Facebook Drives Record Voter Registration Activity at Deadline

October 2016 1 min read by David Becker

As we reported in September, Facebook outreach to its users contributed to a significant increase in online voter registration activity in the days preceding National Voter Registration Day on September 27. Online registration transactions – both new registrations and updates to existing registrations – appear to have increased more than seven times on average September 23rd (the day Facebook began its outreach) compared to the previous day, with some states seeing as much as a twenty-fold increase.

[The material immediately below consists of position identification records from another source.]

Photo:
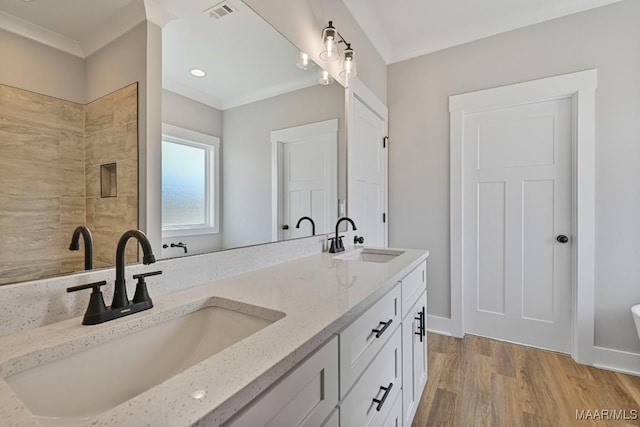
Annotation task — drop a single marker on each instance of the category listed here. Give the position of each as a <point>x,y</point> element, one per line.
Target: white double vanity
<point>321,340</point>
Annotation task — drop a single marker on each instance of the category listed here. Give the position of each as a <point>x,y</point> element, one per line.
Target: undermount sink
<point>370,255</point>
<point>87,383</point>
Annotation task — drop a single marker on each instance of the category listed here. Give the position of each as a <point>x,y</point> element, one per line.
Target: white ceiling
<point>244,57</point>
<point>403,29</point>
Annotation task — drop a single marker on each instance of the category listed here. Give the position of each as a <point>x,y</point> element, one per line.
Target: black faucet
<point>88,245</point>
<point>313,224</point>
<point>97,312</point>
<point>336,242</point>
<point>120,298</point>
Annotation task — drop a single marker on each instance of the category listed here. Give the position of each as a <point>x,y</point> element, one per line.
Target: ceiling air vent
<point>220,10</point>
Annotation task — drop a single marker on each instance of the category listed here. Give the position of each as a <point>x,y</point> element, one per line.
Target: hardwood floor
<point>482,382</point>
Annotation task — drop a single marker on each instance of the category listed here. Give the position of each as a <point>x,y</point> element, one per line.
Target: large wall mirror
<point>68,106</point>
<point>228,74</point>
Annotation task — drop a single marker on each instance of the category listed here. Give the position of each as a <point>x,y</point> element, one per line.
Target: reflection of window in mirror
<point>190,176</point>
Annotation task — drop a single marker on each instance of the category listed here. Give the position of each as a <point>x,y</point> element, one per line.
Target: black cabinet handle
<point>380,402</point>
<point>379,332</point>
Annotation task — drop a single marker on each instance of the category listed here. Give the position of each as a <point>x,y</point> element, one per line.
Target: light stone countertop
<point>319,296</point>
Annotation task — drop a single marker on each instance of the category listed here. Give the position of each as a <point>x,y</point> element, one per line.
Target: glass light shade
<point>324,78</point>
<point>348,65</point>
<point>329,44</point>
<point>304,62</point>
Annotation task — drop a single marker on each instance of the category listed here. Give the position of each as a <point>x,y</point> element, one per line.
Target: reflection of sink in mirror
<point>370,255</point>
<point>84,384</point>
<point>635,310</point>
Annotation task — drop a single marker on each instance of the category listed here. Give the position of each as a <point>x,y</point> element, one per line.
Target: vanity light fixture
<point>196,72</point>
<point>331,39</point>
<point>324,78</point>
<point>304,62</point>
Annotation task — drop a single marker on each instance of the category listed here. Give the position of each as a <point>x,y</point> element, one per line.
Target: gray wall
<point>184,112</point>
<point>606,38</point>
<point>246,156</point>
<point>33,66</point>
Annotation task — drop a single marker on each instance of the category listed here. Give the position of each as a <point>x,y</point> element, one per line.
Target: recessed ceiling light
<point>198,72</point>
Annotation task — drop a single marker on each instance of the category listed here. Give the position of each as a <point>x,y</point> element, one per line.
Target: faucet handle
<point>96,307</point>
<point>143,275</point>
<point>142,295</point>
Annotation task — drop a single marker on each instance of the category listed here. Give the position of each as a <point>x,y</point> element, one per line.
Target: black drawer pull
<point>379,332</point>
<point>380,402</point>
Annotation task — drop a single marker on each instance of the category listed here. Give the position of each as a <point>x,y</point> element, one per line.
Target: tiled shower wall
<point>43,158</point>
<point>41,184</point>
<point>111,135</point>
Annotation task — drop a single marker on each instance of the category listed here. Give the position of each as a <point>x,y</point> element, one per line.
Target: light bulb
<point>325,78</point>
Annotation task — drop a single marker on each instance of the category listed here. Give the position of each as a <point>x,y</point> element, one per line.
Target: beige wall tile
<point>127,178</point>
<point>23,142</point>
<point>72,211</point>
<point>71,147</point>
<point>99,115</point>
<point>26,178</point>
<point>29,213</point>
<point>11,272</point>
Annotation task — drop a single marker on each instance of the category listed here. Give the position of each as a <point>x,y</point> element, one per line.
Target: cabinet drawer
<point>304,397</point>
<point>382,377</point>
<point>413,285</point>
<point>359,343</point>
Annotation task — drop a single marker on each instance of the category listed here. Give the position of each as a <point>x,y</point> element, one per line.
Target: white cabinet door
<point>414,358</point>
<point>370,401</point>
<point>304,397</point>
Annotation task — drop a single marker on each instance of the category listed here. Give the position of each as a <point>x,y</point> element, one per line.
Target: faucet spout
<point>336,244</point>
<point>120,298</point>
<point>88,245</point>
<point>313,224</point>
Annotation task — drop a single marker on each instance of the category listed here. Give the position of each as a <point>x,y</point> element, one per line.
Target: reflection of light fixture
<point>348,64</point>
<point>304,62</point>
<point>331,39</point>
<point>325,78</point>
<point>330,43</point>
<point>196,72</point>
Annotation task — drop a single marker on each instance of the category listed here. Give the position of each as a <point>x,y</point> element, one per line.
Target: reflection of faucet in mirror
<point>313,224</point>
<point>120,298</point>
<point>176,245</point>
<point>336,242</point>
<point>97,312</point>
<point>88,245</point>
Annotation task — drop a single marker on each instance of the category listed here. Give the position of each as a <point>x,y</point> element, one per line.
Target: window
<point>190,189</point>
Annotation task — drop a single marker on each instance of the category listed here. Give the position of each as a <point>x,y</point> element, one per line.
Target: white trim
<point>358,90</point>
<point>189,137</point>
<point>616,360</point>
<point>293,134</point>
<point>579,86</point>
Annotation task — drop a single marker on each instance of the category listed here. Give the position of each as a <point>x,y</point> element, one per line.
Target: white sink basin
<point>635,310</point>
<point>84,384</point>
<point>370,255</point>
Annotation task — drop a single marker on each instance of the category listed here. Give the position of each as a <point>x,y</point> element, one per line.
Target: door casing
<point>580,88</point>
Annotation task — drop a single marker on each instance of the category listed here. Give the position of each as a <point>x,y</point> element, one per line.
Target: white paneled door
<point>367,174</point>
<point>517,223</point>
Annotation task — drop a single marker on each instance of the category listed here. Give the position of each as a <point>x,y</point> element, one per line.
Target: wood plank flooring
<point>482,382</point>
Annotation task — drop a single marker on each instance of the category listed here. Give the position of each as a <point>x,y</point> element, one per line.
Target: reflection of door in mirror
<point>304,172</point>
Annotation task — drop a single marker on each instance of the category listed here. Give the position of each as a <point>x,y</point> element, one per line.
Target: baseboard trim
<point>439,325</point>
<point>616,360</point>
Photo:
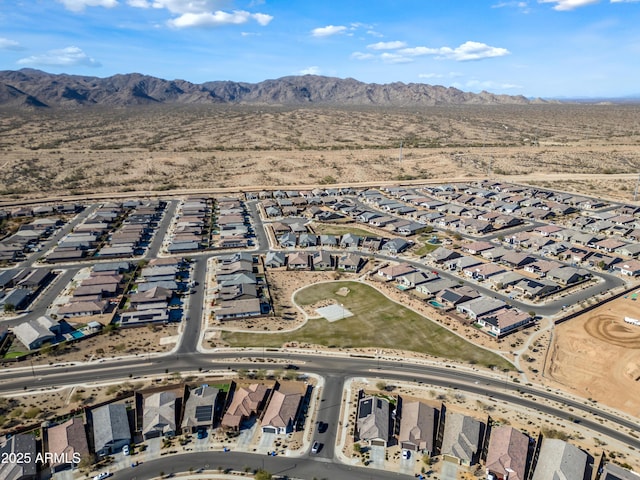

And we’ve seen Facebook’s impact grow during a second round of outreach conducted in many states on the day before the voter registration deadline. We have compiled daily online voter registration data from 28 of the 32 states and DC that offer online voter registration, and we are making the spreadsheet available here. The results are remarkable, with most states experiencing more than six times the number of online registration transactions during the days when Facebook was reminding its users to register to vote or update their voter registration. Some highlights in the table below:

State Final Two Days of Registration Previous Two Days of Registration Increase in Registration
California 501,206 67,619 7.4x
Georgia 123,863 12,747 9.7x
Maryland 33,745 5,063 6.7x
Massachusetts 80,415 12,821 6.3x
Minnesota 108,404 6,606 16.4x
Nevada 22,687 3,390 6.7x
New York 126,710 31,090 4.1x
Pennsylvania 165,186 26,019 6.3x
Rhode Island 5,051 658 7.7x
Washington 50,767 6,172 8.2x
West Virginia 10,736 1,244 8.6x

These numbers are unprecedented, with many states recording all-time daily records during this time. The effect was seen in both red and blue states, as well as those in between. The credit goes to Facebook, and other social media outlets like Google, for the outreach and public service, as well as to the states, many of which offered online voter registration in a presidential election for the first time.

These statistics confirm the potential of pairing innovation at the state level with the power of social media. While only two states offered online voter registration in 2008 – Arizona and Washington – that number has grown to 32 states and DC currently, with several other states, including Florida and Ohio, planning to rollout online voter registration systems next year. We can expect to see more records broken in the coming years as more states upgrade their voter registration systems and social media outlets explore new ways to engage with their users and promote civic participation.